去る8月6日に、中里原地区の工事現場内にある露頭から、地層のはぎ取りをおこなってきました。
この露頭は、主に"ローム"と呼ばれる風化火山灰層からできています。また露頭には鹿沼軽石や今市軽石など堆積した年代を調べる手助けとなる軽石層が見られるほか、植物や昆虫の化石が入っていたり、川地形を示す構造が見られ当時の環境を知ることができるなど、非常に興味深い露頭となっています。
このように貴重な情報が得られる露頭を保存しておくために、地層のはぎ取りをおこないます。
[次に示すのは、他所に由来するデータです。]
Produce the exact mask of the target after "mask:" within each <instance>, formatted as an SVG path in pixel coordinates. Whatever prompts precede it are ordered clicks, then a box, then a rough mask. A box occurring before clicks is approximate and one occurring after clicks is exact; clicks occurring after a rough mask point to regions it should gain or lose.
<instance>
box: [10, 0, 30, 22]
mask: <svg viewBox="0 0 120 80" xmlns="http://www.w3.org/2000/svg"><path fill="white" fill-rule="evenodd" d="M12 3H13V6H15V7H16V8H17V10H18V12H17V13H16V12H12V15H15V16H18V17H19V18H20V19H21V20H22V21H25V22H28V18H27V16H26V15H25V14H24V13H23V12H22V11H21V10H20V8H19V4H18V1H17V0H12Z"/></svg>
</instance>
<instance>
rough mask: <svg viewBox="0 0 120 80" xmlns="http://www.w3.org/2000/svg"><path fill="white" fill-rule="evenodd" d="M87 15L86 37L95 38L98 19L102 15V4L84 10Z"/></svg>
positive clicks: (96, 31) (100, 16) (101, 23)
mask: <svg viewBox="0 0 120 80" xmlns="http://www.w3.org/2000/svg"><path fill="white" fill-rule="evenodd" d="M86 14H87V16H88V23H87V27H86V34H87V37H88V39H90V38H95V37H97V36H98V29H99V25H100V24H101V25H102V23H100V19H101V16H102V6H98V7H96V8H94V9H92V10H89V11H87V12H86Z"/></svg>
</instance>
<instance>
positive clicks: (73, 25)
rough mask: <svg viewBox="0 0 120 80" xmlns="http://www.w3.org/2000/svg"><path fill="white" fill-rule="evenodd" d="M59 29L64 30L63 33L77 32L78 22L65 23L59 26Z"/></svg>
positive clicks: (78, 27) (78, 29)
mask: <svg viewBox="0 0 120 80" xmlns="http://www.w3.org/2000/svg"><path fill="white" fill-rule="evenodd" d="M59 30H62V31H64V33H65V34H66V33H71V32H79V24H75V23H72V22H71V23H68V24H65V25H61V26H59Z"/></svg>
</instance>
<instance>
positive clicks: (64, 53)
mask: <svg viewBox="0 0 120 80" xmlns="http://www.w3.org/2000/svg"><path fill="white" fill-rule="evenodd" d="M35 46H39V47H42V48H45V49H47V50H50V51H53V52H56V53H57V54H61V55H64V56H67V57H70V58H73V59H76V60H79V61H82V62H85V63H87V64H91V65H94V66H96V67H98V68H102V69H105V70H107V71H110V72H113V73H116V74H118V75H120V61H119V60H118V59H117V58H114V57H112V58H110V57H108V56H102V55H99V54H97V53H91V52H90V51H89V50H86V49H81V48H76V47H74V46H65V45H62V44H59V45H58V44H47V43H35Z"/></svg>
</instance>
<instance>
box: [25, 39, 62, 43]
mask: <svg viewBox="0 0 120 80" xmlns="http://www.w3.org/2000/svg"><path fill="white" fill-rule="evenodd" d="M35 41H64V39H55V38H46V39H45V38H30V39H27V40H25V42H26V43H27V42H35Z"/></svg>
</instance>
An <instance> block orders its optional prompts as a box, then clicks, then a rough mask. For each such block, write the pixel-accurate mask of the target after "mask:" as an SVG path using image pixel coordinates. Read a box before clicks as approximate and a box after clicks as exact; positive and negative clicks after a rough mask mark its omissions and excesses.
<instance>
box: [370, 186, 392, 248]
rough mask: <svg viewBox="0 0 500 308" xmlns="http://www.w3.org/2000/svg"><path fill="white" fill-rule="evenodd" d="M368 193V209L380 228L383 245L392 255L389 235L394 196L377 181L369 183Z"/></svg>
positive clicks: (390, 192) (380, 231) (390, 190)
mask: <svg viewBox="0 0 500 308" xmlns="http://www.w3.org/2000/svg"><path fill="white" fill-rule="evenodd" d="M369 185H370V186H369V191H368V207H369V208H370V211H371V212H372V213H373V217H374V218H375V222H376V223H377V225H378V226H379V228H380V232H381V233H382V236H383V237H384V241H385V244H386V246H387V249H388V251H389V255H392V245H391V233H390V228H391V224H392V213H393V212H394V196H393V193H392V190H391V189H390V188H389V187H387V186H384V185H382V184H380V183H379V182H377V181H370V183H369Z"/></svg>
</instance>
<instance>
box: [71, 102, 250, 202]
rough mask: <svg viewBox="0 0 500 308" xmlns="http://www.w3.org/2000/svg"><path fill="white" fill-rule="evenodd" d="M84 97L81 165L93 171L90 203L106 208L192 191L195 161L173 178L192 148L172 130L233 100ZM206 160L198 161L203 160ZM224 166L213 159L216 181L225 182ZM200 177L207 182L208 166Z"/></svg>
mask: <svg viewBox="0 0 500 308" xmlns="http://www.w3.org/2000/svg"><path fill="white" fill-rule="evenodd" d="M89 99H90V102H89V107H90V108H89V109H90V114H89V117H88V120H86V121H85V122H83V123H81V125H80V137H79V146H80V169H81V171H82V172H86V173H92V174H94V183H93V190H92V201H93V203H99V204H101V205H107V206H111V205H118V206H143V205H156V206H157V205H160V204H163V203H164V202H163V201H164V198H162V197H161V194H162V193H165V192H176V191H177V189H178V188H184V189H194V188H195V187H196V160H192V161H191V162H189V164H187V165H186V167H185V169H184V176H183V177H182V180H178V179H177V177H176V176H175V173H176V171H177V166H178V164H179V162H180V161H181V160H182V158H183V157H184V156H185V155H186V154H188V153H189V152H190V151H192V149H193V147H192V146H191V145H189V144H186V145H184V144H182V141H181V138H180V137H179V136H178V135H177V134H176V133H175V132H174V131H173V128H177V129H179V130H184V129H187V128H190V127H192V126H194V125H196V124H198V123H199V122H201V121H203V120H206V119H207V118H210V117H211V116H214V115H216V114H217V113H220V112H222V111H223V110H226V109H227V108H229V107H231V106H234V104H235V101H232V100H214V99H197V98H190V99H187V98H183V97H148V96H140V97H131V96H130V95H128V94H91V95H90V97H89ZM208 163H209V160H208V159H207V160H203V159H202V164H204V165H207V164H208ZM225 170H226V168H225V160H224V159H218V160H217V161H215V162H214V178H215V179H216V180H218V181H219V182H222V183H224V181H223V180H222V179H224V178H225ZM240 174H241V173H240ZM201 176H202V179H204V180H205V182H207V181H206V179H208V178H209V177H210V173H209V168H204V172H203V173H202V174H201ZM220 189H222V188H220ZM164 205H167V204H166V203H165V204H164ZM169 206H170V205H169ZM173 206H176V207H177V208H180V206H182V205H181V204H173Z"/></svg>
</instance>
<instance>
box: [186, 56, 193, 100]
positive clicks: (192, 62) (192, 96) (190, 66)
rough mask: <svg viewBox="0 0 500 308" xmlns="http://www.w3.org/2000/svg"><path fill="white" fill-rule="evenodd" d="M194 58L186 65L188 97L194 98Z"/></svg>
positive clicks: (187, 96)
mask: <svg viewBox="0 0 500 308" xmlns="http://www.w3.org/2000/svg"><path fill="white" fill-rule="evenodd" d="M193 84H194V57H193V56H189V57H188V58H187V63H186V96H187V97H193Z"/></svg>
地層のはぎ取りは、まずはぎ取りたい部分の表面をクリーニングし、その部分に布をかぶせ、接着剤で地層と布を接着します。この時地層と布がしっかりと密着するように、竹串を刺して押さえつけます。足場が崩れやすく、見た目以上に大変な作業です。
接着剤が乾燥したら、丁寧に布をはがしていきます。きれいにはがれた時の感動は、今までの苦労が一気に吹き飛ぶほどです。
きれいにはぎ取ることができました。
ここの露頭は、もうじき覆われてしまいますが、その前に詳しく調査し、情報を蓄積しておく必要があります。地層から得られる過去の情報は重要なものですが、風化が進んだり崩壊したりするため露頭の保存は難しく、これを被覆し補強しなくてはなりません。そこで、このように地層をはぎ取ることで、地層を標本として残すことができるのです。
今回のはぎ取り標本も、研究に大いに役立つことと思います。